As of last year, well over 27,000 Thailand peacekeepers had been deployed in nearly 20 UN missions. Currently, in Southern Sudan, a unit of 273 military engineers is helping to improve such infrastructure as roads, bridges and housing for civilians. In addition, Thailand is a prime mover in promoting gender equality in UN peacekeeping forces, especially in the effort to increase the number of women peacekeepers from 3 to 10% and police peacekeepers from 10% to 20%. At present, seven Thai female police are taking part in the UN Military Observer Group in India and Pakistan as well as the UN mission in South Sudan.
Beyond peace and security, in all major speeches by the Thai leaders at UN-related conferences in the past two years during the pandemic, Thailand has called on all countries to build resilient and sustainable resources for future generations in three key areas. First of all, promoting equitable access to Covid-19 vaccines, which must be treated as a common public good and medicines through all-round efforts. In addition, advancing the sustainable development partnership through the "balance of all things" approach with the Bio-Circular-Green (BCG) Economy Model as the game changer to support the region's recovery efforts. The BCG is also the main theme of Thailand's chair of the Asia-Pacific Economic Cooperation 2022.

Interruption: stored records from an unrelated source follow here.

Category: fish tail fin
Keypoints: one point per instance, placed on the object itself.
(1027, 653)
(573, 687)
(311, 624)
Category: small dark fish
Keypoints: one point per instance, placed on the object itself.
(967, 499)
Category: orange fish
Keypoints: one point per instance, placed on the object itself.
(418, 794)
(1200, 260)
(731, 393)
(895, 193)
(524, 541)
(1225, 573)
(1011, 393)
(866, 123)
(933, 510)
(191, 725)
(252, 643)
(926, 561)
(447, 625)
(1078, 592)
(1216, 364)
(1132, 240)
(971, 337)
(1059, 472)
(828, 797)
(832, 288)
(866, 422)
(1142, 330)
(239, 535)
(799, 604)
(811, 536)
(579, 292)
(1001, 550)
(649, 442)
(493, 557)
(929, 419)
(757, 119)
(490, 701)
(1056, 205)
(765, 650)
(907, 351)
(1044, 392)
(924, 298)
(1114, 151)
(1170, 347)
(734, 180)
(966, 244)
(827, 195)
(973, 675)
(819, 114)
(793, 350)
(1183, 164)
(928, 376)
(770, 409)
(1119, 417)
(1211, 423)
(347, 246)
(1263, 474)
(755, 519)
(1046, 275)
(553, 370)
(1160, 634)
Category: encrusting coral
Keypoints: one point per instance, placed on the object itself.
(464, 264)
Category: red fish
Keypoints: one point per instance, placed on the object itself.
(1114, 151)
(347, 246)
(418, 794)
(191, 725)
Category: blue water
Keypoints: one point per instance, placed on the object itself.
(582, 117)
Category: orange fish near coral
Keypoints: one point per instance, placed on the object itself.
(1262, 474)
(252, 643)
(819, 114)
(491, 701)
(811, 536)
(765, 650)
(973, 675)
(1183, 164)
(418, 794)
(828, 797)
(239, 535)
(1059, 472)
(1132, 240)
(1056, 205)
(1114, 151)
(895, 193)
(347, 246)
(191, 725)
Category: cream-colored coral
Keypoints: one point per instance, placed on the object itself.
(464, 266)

On issues related to human rights, Thailand has not shied away from accountability. The country's human rights records still need to be improved and concerned authorities must be transparent and show magnanimity. At the third cycle universal peer review (UPR) at the UN Human Rights Council in Geneva recently, Thailand received a total of 278 recommendations from 106 countries, with 194 immediately accepted and 84 deferred. The country has to give responses to these recommendations which were focused on political and civil rights. Several countries applauded Thailand's universal health coverage policy, which has been the key to the country's success in battling Covid 19.
Since 2011, after the first UPR review in 2011 and the second in 2016, Thailand has made progress in promoting economic, social and cultural rights, especially among vulnerable groups including women, children, the disabled, migrants and senior citizens. That still is not enough given the overall developments inside the country.
Finally, Thailand is currently doubling its efforts to bridge the digital divide and promote digital literacy and accessibility so that the country can move towards the 4IR economy. Digital rights for all. These milestones will help to ensure that no one is left behind in the aftermath of Covid-19. Within the next two years, all parts of Thailand should have access to high-speed internet. In addition, as a coordinator of Asean sustainable development policies, Bangkok will continue unchecked to strengthen cooperation in the implementation of the UN sustainable development agendas of 2030.
Thailand presently hosts around 40 UN-related agencies. Since 1947, Bangkok has been the headquarters of the Economic and Social Commission of Asia and the Pacific. As it marks 75 years of Thailand-UN ties, the country will remain committed to the world body without any compromise.
Disclaimer: The views expressed are purely those of the authors and may not in any circumstances be regarded as stating an official position of the Economic Research Institute for ASEAN and East Asia.